Oscar Mercado, Director programa de Sustentabilidad |Universidad tecnológica Metropolitana (UTEM)
La reciente evaluación de Índice Planeta Vivo revela una cifra terrible: entre 1970 y 2012 la población de los vertebrados sufrió una disminución total del 58%. La cifra es impactante, triste, desalentadora.
Es que 6 de cada 10 especímenes de vertebrados que pisaban la tierra en 1972 ya no existen. Durante el mismo período la población humana ha crecido en 84,9%; gran contraste, pero fácilmente explicable pues el crecimiento de la población humana trae consigo la destrucción de hábitats, sea como pérdida o degradación de estos. El crecimiento de la especie humana se hace a costa de la existencia de los demás seres vivos.
En este escenario dantesco, que nos inserta en un mar de posibilidades inquietantes para la especie humana, existe aún una práctica proveniente de los tiempos ancestrales, alrededor de los 200.000 años transcurridos como especie antes de que nuestros primeros antecesores se convirtieran en sedentarios y es la llamada caza. Se entiende que durante los tiempos en que vagábamos por selvas y tundras la búsqueda de proteínas nos llevó a desarrollar como especie las técnicas necesarias para proveernos de las presas que se requerían para sobrevivir. Pero esos tiempos han quedado muy atrás y hoy en el mundo desarrollado persiste la caza como “entretención”, presente en grupos de personas apostadas en los muelles, playas o roquerios, lanzando sus anzuelos para obtener presas cada vez más pequeñas y más escasas, o en aquellos otros individuos que, solos o acompañados recorren los ecosistemas terrestres para disparar a cuanta especie se aparece frente a ellos e ufanarse de sus matanzas.
Es cierto también que para otra gran parte de la humanidad, la de los países más pobres, la caza es una acción de sobrevivencia, para alimentarse o sea para generar ingresos, ligado inequívocamente a la pobreza. Mientras exista pobreza cualquier esfuerzo de conservación es muy difícil, pero no es así en el mundo desarrollado.

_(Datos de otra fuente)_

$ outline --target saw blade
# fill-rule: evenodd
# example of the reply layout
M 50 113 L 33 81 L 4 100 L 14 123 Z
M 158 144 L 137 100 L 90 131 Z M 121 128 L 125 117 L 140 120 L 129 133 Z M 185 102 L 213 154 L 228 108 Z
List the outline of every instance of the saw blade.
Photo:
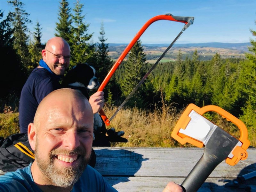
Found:
M 192 18 L 189 20 L 188 22 L 188 23 L 185 25 L 185 26 L 183 27 L 181 31 L 180 32 L 180 33 L 179 34 L 179 35 L 177 35 L 175 39 L 174 39 L 174 40 L 172 41 L 172 43 L 171 43 L 171 44 L 170 44 L 170 45 L 169 45 L 169 46 L 167 48 L 167 49 L 166 49 L 164 51 L 162 55 L 158 58 L 158 59 L 157 59 L 157 60 L 156 61 L 156 63 L 155 63 L 155 64 L 154 64 L 152 66 L 151 68 L 146 74 L 144 77 L 143 77 L 141 80 L 140 80 L 140 82 L 136 86 L 136 87 L 134 88 L 132 91 L 129 94 L 129 95 L 126 98 L 126 99 L 125 99 L 124 101 L 124 102 L 123 102 L 122 104 L 121 104 L 121 105 L 118 107 L 117 110 L 116 111 L 116 112 L 115 112 L 113 115 L 112 115 L 112 116 L 109 119 L 110 121 L 111 121 L 113 118 L 115 117 L 116 114 L 117 114 L 117 113 L 118 113 L 118 112 L 119 112 L 119 111 L 120 111 L 120 110 L 124 106 L 124 104 L 129 100 L 129 99 L 131 98 L 132 95 L 133 94 L 134 94 L 134 93 L 135 93 L 135 91 L 137 90 L 137 89 L 138 89 L 139 87 L 145 81 L 146 78 L 148 77 L 148 75 L 149 75 L 149 73 L 151 73 L 156 65 L 157 65 L 160 62 L 160 61 L 161 60 L 162 58 L 163 58 L 164 56 L 166 53 L 168 52 L 169 50 L 172 46 L 172 45 L 173 45 L 173 44 L 175 43 L 175 42 L 176 42 L 177 40 L 179 39 L 179 38 L 180 37 L 181 34 L 183 33 L 183 32 L 187 29 L 191 24 L 193 24 L 194 20 L 194 18 Z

Después de la pérdida de hábitats la segunda causa de la desaparición de especies es la sobreexplotación, de la cual la caza hace parte importante. Hoy se acepta en el mundo desarrollado la pesca y caza como una entretención válida, aun cuando ponga en riesgo la existencia de las especies. Qué acto más irresponsable el del pescador de orilla que lanza su anzuelo “a lo que salga”, sin consideración de tamaño o estado; hoy por hoy muchas pesquerías están fuertemente sobreexplotadas y con importantes medidas de protección, pero esas son pesquerías estudiadas y cuyas cuotas comparten artesanales e industriales. ¿Qué pasa con los peces de roca? Nadie lo sabe; como tampoco sabemos de cuantos ejemplares hay de pato jergón, real u otros que los cazadores disfrutan matando. Nuestro conocimiento de la abundancia de especies es muy limitado, así como lo es del comportamiento de los ecosistemas.
En un tiempo con incertidumbres grandes respecto del futuro del planeta, donde ni siquiera sabemos el número por especie y si estas declinan o no, ¿no es osado permitir la caza o pesca? La prudencia diría que no debemos contribuir a poner en riesgo las especies, a disminuir la biodiversidad y el acervo genético, solo para que unos pocos se entretengan. Urge que las autoridades tomen cartas en el asunto y se revise en profundidad, con espíritu conservacionista y no cazador, la actual Ley de Caza. O la adecuamos a la crisis de sustentabilidad de hoy o sencillamente aumentará cada día el riesgo de extinguir más especies en nuestro territorio.